For the longest time this was the only "shovelware" game I could recall having played in my youth. But after tracking it down out of nostalgia, setting up the windows '95 DOS, and clearing the first world, I discovered that it was actually a perfectly good game, and my memory kicked in from there. Ostensibly a 3D platformer, the best way to imagine how this thing plays is to take classic Frogger (the Seinfeld episode shows you everything you need to know), then apply the (winning?) formula to 3D, maze-like stages. There isn't as much verticality as in something like the 3D Marios, but for the first time in the series you'll be ascending and descending the maps, complete with forced camera angles. There are also brand-new "setpiece" sequences that radically change the mechanics for a brief period as well, such as an Indiana Jones-style boulder escape, and a high-speed space race that has you dodging obstacles at a frantic pace.
It isn't so much about coordination in Frogger 2, as it is in a traditional platformer — I don't think it is even possible to mistime, or overshoot a jump (since you always travel the same distance forward lol) — but about situational awareness and pattern recognition. You'll get sealed in rooms with ravenous enemies (a word about "enemies" in the game: they all behave like cars, basically running through the same pattern and inadvertently slaughtering poor Frogger when he is run over by them. I believe there is at least one sequence where something intelligently pursues you though) and basically have to navigate the correct pattern through them. This is mixed up with the actual "platforming" part of the game, where floating logs, or disappearing/retracting platforms will drop you to your doom if you fail to correctly clear them.
So yeah. I'm sure at this point people are wondering: "Wtf? Why would I want to play this game? And why are you speaking highly of it? It's a mishmash of outdated arcade design and the sensibilities of an autistic child. Playing as a fagoty little stunted frog? Gimme a break". Well, all I can say to that is: the game works. Each of the 17 stages are totally distinct, going from the garden stage that I revisited, to a series of ancient egyptian ruins, the center of the earth, a disco research facility, outer space, a creepy undead graveyard, and the steampunk-ish finale that has you going straight up a stage instead of across it. Add responsive controls and an interesting array of powerups, and you've basically got the most mechanically advanced Frogger game ever.
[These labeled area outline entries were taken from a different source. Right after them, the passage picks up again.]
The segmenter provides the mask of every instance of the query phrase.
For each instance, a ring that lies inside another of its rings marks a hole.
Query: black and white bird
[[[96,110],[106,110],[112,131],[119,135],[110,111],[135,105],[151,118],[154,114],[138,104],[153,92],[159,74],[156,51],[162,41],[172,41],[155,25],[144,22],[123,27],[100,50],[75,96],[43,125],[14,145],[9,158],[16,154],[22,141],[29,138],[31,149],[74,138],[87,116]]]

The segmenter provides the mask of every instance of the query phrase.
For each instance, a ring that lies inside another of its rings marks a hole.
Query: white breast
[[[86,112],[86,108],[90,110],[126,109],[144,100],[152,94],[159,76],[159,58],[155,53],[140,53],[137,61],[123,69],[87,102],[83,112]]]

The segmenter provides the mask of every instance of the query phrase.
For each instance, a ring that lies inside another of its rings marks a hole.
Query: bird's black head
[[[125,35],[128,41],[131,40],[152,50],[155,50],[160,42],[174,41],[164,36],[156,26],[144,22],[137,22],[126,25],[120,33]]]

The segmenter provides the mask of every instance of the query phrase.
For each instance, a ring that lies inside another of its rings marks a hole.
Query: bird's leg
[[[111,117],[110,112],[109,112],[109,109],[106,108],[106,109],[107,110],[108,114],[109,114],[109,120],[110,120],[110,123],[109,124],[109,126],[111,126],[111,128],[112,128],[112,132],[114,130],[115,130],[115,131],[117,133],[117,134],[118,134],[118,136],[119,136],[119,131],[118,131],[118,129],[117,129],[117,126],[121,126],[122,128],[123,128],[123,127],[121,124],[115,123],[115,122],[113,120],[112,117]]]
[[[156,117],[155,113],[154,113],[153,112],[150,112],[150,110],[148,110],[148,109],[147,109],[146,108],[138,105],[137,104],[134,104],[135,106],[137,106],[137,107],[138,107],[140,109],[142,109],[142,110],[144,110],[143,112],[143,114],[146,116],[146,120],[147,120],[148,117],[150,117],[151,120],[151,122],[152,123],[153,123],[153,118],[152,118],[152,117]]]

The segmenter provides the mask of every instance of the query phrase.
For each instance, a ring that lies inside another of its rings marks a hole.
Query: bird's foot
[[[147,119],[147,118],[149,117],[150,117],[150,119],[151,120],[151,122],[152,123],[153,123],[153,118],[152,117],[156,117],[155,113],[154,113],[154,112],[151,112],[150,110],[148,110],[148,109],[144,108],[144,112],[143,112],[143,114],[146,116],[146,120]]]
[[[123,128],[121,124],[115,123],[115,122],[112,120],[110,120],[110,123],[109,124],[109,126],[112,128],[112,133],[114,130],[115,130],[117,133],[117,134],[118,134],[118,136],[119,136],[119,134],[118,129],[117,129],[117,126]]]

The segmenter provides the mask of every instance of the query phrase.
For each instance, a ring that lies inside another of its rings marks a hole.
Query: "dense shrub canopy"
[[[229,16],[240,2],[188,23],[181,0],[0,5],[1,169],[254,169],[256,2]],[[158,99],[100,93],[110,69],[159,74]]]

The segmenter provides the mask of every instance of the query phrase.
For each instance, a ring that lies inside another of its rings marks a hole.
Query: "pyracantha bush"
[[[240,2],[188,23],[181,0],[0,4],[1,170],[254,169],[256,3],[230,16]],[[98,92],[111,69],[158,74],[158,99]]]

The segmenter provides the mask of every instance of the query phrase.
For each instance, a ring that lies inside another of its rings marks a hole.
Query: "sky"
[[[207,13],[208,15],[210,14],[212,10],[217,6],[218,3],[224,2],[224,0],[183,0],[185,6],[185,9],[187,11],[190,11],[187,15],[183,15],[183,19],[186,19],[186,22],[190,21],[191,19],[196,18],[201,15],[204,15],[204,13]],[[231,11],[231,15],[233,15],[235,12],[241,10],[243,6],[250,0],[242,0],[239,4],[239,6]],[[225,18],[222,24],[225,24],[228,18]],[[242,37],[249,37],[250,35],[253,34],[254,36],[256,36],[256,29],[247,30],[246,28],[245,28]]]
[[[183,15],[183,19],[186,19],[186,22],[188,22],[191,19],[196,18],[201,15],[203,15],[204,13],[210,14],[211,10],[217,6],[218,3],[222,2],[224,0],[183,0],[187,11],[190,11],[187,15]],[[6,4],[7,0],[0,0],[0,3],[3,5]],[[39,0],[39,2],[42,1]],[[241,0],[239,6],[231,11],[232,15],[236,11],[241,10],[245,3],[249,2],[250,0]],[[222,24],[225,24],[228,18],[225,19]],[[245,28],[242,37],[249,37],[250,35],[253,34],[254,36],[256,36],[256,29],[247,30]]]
As for the aesthetics — if you can get over the essentially western-children's-cartoon art, basically all the environments/enemies are well-designed and more than adequately modeled for a PS1/Dreamcast game. The enemies are genuinely repulsive and frightening at times (the aforementioned pursuing enemy some sort of unholy combination of Wolfenstein's loper and Biohazard 4's regenerador), with my personal favorite being the stuff in the two "haunted" stages. Machinery in the background belches smoke and steam, lava flows convincingly, and the ants in the ant nest stage go to work diligently. The music is also pretty rad, and scored to fit each stage, from sitar and flute ensembles on the ruins stages, disco in the labs, and slasher music in haunted stages.
You will begin to wonder what sorts of drugs the developers were on when you see the hilariously bizarre cutscenes: it literally begins with a sex scene between Frogger and his equally amphibian girlfriend, with the rest following the deranged exploits of Swampy, their archnemesis. In a particularly frightening scene, he guns down a number of Frogger's tadpoles on some sort of TV show or movie he is filming. Yikes!
The difficulty peaks early at a lukewarm level, but other than that, it's a pretty solid game. The best way to enjoy it is to just turn your brain off, grab a beer, and enter a sort of Frogger trance, frantically dodging, jumping, and of course, dying in the games many hilariously gory fatalities. Someone gift it to Costanza!